Seventy-two percent of respondents nationally and 86 percent of those in Georgia said they are concerned about crime in their community, according to the poll conducted in December 2008 by Zogby International for Community Voices at Morehouse School of Medicine. At the same time, the overwhelming majority of respondents said it is "very important" to improve access to job training, drug treatment, mental health care, mentoring and family assistance before and after inmates are released.

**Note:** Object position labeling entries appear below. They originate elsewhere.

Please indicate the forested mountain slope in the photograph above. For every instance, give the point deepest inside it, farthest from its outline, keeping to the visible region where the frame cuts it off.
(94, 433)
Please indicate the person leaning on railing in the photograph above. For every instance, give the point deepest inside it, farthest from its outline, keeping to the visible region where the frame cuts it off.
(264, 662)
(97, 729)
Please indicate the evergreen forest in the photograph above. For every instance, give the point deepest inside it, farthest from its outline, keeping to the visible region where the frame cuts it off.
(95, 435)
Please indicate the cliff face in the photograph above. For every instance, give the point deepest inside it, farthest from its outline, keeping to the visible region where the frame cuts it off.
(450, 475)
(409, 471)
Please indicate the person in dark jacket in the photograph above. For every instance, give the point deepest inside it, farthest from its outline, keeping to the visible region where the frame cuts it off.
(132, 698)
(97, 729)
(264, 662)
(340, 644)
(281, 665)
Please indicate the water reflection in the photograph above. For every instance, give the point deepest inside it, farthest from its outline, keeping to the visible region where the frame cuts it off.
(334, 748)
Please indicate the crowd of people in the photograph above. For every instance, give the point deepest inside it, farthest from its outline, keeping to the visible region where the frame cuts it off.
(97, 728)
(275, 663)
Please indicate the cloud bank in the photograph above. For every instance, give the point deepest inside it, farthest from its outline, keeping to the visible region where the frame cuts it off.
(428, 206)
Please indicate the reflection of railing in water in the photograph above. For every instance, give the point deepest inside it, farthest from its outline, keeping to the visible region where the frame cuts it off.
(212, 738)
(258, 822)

"The poll results strongly indicate that Americans have determined that mass incarceration of criminals, a policy that has been in existence since the 1960s, is not making their neighborhoods safer," said Dr. Henrie Treadwell, director of the Community Voices program. "The nation is crying out for a new policy that rehabilitates criminals and better prepares them to be productive when they are released."

Dr. Treadwell noted that largely because of tougher sentencing, particularly for drug convictions, the incarceration rate in the United States is the highest in the world at 715 inmates per 100,000 residents, far outdistancing the Russians, who are second at 584 per 100,000.

"Communities recognize that the mass incarceration policy needs to be replaced with a mass rehabilitation policy," Dr. Treadwell said. "Our neighborhoods need better health, education, job training and counseling services for inmates that are returning to their communities."

Among the poll results indicating that Americans want to move in that direction:

-- 70 percent of the national respondents and 69 percent of Georgians
said they would rather see additional state money spent on treatment
programs and other services for ex-offenders than on constructing new
prisons.
-- 93 percent nationally and 91 percent in Georgia said that former
felons should be provided with job training.
-- Overwhelming percentages supported providing student loans (80 percent
nationally, 78 percent Georgia), public housing (79 percent
nationally, 73 percent Georgia) and medical services (88 percent
nationally, 84 percent Georgia).


The poll findings cut across ideological lines. Of the 1,039 people interviewed nationally, only 20 percent identified themselves as liberals, while the remainder were moderate (27 percent), conservative (33 percent), very conservative (8 percent) or non-ideological (12 percent). Strong agreement across racial-ethnic lines was found in a national sample that was 74 percent white, 13 percent African-American and 9 percent Hispanic.

"Clearly, Americans are looking for public policies that make communities safer and don't just lock people up to make them more hardened criminals when they are released," Dr. Treadwell said. "We have new leadership in Washington. Hopefully, ending mass incarceration and vastly improving rehabilitation services will be a critical part of the 'change' agenda."